The Pentagon’s shutdown plan, drafted by
Deputy Defense Secretary Ashton Carter and released Friday, closely
follows the Defense Department contingency blueprint issued by military
leaders in anticipation of the last shutdown threat in 2011.
Despite
those sharp reductions, department and service leaders will continue to
carry out “essential operations in the absence of appropriated funds,”
Carter said in a memorandum Friday.
But the Pentagon is still furloughing roughly half of its 800,000
civilian employees at facilities across the United States.
Service
members will not be furloughed, and Congress passed a bill on Monday
hours before the shutdown that was signed by President Obama and allows
them to be paid while the government is shut down.

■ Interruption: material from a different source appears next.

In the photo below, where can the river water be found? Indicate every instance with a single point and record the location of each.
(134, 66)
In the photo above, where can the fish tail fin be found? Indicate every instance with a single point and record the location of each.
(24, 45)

That loss of manpower will have an effect on how the U.S. military meets its national security goals, according to Hagel.
“When
you take that number of civilian employees out of the mix of every day
planning and working … you’re going to impact readiness. You’re
going to impact a mission. There’s no point in kidding about that,” the
Pentagon chief said.
“There’s no question [the shutdown] impacts our mission,” Hagel said.
However, Hagel reiterated that even with the reductions caused by the shutdown, national security will not be sacrificed.
“America should not be concerned that their security is now in jeopardy. It is not. It will not be,” he said.
While
American military leaders will continue to meet national security
priorities, Hagel expressed little hope the shutdown would end anytime
soon.
“I do have confidence in almost a uniquely American
self-correction process. We can fix our own problems, and we always have — doesn’t mean we always will,” he said.
But Hagel also said the shutdown is the end result of a Congress that has “lost an appreciation for governing.”
“I think most people who hold public office regardless of their party or their philosophical persuasion … have some appreciation and obligation, responsibility, for governing, actually governing,” said Hagel, who served two terms as a Republican senator from Nebraska. “We’ve lost a good amount of that. That has changed.”
That change, Hagel added, has not only prompted the current shutdown crisis but has clearly signaled that Congress “has lost [their] way.”
“No democracy can govern itself without consensus and compromise. It is impossible. And we seem to have lost that,” the Pentagon chief said. “We have seemed to have lost our way in that being an objective of governing.”